Martínez-Ramírez Alicia, Martinikorena Ion, Gómez Marisol, Lecumberri Pablo, Millor Nora, Rodríguez-Mañas Leocadio, García García Francisco José, Izquierdo Mikel
Mathematics Department, Public University of Navarra, Campus de Arrosadía, 31006, Pamplona, Navarra, Spain.
Division of Geriatric Medicine, University Hospital of Getafe, Madrid, Spain.
J Neuroeng Rehabil. 2015 May 24;12:48. doi: 10.1186/s12984-015-0040-6.

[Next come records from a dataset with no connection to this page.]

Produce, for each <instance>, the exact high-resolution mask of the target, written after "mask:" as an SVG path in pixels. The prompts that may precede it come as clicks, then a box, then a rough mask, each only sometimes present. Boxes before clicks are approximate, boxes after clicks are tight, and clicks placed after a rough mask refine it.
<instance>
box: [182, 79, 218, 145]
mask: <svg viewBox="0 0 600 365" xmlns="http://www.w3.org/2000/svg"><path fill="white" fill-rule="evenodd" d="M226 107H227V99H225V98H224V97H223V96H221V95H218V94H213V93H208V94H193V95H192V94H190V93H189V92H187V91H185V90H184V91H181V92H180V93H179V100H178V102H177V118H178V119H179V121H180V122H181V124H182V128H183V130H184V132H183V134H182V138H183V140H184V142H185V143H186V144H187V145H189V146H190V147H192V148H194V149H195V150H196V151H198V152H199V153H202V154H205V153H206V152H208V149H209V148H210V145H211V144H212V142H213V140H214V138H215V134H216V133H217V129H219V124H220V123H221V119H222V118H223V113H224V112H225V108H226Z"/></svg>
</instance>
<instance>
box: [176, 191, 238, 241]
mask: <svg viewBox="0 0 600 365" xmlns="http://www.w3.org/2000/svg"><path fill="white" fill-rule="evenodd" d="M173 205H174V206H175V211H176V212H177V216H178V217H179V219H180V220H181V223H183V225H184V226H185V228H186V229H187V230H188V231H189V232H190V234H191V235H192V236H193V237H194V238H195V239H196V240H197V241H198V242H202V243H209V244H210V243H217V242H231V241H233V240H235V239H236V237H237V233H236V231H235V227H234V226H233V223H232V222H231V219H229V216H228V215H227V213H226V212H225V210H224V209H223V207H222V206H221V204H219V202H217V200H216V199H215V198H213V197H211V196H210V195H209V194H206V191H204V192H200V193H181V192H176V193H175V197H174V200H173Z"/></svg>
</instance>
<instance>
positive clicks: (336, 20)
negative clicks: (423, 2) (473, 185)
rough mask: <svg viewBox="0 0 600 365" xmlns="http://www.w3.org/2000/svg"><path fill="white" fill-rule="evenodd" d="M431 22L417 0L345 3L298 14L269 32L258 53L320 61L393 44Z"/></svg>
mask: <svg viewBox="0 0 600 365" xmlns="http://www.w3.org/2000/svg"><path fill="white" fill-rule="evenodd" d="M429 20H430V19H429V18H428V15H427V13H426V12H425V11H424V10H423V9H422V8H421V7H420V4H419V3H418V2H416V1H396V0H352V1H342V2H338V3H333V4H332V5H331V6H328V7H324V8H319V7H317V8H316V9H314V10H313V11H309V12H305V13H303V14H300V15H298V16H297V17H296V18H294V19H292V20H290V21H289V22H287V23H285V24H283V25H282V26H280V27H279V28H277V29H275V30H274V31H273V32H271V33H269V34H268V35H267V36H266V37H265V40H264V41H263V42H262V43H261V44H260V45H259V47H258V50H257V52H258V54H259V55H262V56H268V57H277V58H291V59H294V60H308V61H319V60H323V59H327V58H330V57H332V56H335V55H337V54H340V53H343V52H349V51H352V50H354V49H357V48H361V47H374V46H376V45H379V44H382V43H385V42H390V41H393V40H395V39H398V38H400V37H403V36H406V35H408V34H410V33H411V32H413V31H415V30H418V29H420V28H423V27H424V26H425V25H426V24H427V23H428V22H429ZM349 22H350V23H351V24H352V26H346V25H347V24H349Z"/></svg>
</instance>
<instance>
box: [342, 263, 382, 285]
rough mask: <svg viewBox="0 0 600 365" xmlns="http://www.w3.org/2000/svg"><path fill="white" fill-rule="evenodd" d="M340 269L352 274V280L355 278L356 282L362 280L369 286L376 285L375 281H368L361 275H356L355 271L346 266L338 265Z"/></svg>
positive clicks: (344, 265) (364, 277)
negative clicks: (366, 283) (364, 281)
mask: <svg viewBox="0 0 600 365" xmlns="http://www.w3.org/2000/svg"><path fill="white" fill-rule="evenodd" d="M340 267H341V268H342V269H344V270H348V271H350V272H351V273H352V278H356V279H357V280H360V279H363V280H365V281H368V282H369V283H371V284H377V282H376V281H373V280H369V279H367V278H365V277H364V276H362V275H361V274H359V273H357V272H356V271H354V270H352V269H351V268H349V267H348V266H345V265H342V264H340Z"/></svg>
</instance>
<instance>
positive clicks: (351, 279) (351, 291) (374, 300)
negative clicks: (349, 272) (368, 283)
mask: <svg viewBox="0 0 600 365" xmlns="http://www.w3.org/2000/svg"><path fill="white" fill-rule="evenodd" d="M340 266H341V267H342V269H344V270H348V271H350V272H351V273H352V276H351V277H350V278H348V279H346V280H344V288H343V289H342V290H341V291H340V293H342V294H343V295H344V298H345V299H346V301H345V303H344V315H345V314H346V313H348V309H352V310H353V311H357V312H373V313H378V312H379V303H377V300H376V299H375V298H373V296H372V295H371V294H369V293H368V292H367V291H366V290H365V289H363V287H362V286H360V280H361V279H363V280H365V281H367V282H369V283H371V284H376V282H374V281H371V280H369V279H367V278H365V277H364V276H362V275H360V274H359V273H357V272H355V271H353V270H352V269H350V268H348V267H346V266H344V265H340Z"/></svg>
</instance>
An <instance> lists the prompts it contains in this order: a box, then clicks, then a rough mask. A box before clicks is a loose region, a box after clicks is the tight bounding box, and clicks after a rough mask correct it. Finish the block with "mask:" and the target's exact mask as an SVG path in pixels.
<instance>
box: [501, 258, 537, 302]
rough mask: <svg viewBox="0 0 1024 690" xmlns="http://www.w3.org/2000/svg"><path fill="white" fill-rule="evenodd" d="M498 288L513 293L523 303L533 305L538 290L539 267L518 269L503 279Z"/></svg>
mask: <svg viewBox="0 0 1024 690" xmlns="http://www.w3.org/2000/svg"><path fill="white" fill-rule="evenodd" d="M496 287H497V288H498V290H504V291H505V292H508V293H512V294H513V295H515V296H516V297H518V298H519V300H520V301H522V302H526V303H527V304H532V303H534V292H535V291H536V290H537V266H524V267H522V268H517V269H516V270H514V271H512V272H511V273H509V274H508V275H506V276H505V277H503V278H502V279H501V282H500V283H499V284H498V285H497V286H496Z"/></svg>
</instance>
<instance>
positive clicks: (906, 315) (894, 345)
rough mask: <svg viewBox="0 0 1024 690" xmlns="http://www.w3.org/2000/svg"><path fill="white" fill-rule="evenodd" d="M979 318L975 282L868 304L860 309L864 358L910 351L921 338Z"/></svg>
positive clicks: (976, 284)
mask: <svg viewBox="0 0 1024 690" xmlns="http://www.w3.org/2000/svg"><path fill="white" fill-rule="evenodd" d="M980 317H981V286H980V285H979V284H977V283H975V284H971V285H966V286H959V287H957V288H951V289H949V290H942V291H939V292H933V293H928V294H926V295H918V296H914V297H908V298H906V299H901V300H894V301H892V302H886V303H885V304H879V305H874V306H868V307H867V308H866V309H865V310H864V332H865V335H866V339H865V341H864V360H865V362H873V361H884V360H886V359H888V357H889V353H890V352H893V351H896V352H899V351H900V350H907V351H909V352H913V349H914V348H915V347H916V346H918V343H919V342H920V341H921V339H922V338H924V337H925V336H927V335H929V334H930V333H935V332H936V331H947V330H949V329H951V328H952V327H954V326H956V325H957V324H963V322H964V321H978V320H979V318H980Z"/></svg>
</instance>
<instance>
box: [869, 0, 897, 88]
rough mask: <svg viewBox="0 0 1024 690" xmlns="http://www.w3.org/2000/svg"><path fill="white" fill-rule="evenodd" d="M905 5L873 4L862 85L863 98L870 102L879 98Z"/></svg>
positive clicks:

Physical frailty has become the center of attention of basic, clinical and demographic research due to its incidence level and gravity of adverse outcomes with age. Frailty syndrome is estimated to affect 20 % of the population older than 75 years. Thus, one of the greatest current challenges in this field is to identify parameters that can discriminate between vulnerable and robust subjects. Gait analysis has been widely used to predict frailty. The aim of the present study was to investigate whether a collection of parameters extracted from the trunk acceleration signals could provide additional accurate information about frailty syndrome.
A total of 718 subjects from an elderly population (319 males, 399 females; age: 75.4 ± 6.1 years, mass: 71.8 ± 12.4 kg, height: 158 ± 6 cm) volunteered to participate in this study. The subjects completed a 3-m walk test at their own gait velocity. Kinematic data were acquired from a tri-axial inertial orientation tracker.
The spatio-temporal and frequency parameters measured in this study with an inertial sensor are related to gait disorders and showed significant differences among groups (frail, pre-frail and robust). A selection of those parameters improves frailty classification obtained to gait velocity, compared to classification model based on gait velocity solely.
Gait parameters simultaneously used with gait velocity are able to provide useful information for a more accurate frailty classification. Moreover, this technique could improve the early detection of pre-frail status, allowing clinicians to perform measurements outside of a laboratory environment with the potential to prescribe a treatment for reversing their physical decline.
由于身体虚弱的发生率及其随年龄增长产生不良后果的严重性,它已成为基础、临床和人口统计学研究的关注焦点。据估计,虚弱综合征影响着20%的75岁以上人群。因此,该领域当前最大的挑战之一是确定能够区分脆弱个体和强健个体的参数。步态分析已被广泛用于预测身体虚弱。本研究的目的是调查从躯干加速度信号中提取的一组参数是否能提供关于虚弱综合征的额外准确信息。
共有718名老年受试者(319名男性,399名女性;年龄:75.4±6.1岁,体重:71.8±12.4千克,身高:158±6厘米)自愿参与本研究。受试者以自己的步态速度完成3米步行测试。运动学数据由一个三轴惯性定向追踪器采集。
本研究中使用惯性传感器测量的时空参数和频率参数与步态障碍有关,并且在不同组(虚弱、衰弱前期和强健)之间存在显著差异。与仅基于步态速度的分类模型相比,选择这些参数可改善基于步态速度的虚弱分类。
与步态速度同时使用的步态参数能够为更准确的虚弱分类提供有用信息。此外,这项技术可以改善衰弱前期状态的早期检测,使临床医生能够在实验室环境之外进行测量,有可能开出逆转身体衰退的治疗方案。